ANTARYATRA is in many ways a reflection of what Usha Ganguli stands for in Indian theatre -- an affable-approachable person, a sensitive director and, most importantly, the founder of the 33 year-old Kolkata-based Rangakarmee theatre group. At a time when it is getting increasingly difficult for directors to hold on to a repertoire company, she has done exemplary theatre with actors of varying backgrounds as well as with non-actors who have been moulded into performers.

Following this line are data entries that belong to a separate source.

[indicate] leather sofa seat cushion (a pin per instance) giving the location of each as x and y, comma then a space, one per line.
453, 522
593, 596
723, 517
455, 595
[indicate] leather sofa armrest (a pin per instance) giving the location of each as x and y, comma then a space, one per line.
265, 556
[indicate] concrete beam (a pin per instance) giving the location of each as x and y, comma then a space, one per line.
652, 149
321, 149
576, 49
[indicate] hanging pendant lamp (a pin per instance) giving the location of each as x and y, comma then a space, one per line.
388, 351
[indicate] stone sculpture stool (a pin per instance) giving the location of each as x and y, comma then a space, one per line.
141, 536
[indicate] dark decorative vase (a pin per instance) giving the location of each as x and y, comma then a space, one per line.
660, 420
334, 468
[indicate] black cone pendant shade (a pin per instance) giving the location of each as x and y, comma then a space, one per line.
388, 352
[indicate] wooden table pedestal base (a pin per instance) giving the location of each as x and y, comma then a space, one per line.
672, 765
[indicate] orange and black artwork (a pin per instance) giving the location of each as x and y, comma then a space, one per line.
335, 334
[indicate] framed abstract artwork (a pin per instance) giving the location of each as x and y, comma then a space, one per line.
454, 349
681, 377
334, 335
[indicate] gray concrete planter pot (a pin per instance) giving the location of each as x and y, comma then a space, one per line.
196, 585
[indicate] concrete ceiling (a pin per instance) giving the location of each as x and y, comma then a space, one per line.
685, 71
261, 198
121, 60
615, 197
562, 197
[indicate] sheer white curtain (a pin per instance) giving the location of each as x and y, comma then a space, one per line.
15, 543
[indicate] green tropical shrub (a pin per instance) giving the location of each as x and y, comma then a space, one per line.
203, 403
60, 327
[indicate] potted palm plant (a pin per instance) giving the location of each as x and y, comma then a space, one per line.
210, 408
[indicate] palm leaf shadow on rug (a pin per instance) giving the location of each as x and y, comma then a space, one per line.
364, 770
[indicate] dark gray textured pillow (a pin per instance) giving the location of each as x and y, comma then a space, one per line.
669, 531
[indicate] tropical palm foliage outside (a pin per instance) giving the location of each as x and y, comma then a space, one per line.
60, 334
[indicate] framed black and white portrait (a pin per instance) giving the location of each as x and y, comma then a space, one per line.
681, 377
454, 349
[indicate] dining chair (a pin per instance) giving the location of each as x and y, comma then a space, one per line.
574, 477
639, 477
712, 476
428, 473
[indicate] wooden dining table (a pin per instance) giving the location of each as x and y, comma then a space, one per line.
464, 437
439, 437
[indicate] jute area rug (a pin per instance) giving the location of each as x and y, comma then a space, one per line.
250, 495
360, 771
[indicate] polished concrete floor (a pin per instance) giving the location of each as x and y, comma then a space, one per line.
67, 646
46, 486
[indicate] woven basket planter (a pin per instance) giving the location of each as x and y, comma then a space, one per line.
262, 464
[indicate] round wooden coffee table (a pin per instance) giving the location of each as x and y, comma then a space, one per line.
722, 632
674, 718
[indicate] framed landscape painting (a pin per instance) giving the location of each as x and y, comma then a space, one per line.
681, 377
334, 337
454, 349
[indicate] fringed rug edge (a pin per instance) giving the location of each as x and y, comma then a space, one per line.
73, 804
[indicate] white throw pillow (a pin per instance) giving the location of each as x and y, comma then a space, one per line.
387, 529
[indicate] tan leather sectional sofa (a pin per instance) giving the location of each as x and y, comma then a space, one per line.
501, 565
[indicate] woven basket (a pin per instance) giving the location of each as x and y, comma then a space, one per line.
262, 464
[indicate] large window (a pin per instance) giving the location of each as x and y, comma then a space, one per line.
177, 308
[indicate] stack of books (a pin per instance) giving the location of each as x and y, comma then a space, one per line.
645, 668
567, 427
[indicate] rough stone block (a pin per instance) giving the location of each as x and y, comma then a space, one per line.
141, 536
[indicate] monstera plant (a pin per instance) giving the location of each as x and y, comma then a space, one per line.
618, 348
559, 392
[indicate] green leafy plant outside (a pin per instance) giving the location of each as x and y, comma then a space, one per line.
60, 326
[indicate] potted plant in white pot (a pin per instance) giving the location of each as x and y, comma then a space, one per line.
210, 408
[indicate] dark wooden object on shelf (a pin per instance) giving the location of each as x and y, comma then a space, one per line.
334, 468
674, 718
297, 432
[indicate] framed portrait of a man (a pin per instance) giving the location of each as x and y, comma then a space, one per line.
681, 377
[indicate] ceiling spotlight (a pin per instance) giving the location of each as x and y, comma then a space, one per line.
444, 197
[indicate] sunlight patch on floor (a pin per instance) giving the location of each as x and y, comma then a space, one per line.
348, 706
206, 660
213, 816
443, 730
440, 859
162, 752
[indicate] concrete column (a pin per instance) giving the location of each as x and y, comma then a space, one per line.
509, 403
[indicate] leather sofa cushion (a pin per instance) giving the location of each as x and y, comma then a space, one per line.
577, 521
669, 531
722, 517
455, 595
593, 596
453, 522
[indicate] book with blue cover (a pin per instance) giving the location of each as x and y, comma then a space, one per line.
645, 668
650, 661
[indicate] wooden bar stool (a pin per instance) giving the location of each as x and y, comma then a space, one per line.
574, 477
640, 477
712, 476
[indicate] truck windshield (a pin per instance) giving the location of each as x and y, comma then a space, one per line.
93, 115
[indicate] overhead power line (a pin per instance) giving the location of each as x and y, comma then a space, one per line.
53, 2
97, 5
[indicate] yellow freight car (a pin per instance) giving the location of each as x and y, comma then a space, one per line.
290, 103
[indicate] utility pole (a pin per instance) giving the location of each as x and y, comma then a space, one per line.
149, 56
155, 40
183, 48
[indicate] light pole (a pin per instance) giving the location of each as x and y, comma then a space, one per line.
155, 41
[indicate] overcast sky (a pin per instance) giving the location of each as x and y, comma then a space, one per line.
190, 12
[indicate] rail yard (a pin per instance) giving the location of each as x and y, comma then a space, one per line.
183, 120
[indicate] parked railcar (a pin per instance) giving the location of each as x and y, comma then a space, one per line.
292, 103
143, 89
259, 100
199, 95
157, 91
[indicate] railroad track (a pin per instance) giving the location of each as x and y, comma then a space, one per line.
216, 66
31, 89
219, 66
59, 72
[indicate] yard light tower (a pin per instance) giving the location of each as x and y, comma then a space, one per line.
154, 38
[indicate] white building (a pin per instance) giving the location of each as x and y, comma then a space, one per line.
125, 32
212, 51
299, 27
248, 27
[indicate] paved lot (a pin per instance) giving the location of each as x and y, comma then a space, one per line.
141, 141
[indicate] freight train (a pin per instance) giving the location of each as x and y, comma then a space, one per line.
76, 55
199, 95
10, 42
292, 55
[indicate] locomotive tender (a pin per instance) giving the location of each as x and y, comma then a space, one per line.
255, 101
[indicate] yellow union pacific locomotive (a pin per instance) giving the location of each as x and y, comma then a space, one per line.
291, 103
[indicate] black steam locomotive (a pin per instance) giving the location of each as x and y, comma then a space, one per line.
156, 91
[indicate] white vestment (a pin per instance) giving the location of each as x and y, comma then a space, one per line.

Ganguli is a Hindi literature lecturer in the Bhawanipur Education Society College and she is among the foremost practitioners of Hindi theatre in Bengal. A great believer in the language of theatre, Ganguli’s ANTARYATRA depicts the sensitive use of that theatre language. She overtly makes a case for a theatre that rises above linguistic divisions. What else can explain her choice of Marathi playwrights like Mahesh Elkunchwar and Ratnakar Matkari on the one hand and Rabindranath Tagore and Bertolt Brecht on the other.

ANTARYATRA is also a manifestation of her core belief in interaction. ‘Do people really meet and talk these days? Or do they just happen to be exchange information?” That is her straight question to the audience. Unless men and women interact and share ideas, unless they put together their thoughts and debate over them, neither the Performing Arts, nor life can bloom. In that sense, Ganguli has a unique pan-Indian vision of theatre which comes across vividly in this play.

*The writer is a keen observer of theatre and other Performing Arts, she is a freelance writer and a journalism teacher at the Xavier’s Institute of Communications (XIC). She also writes a fortnightly column on Marathi theatre trends for Time Out Mumbai.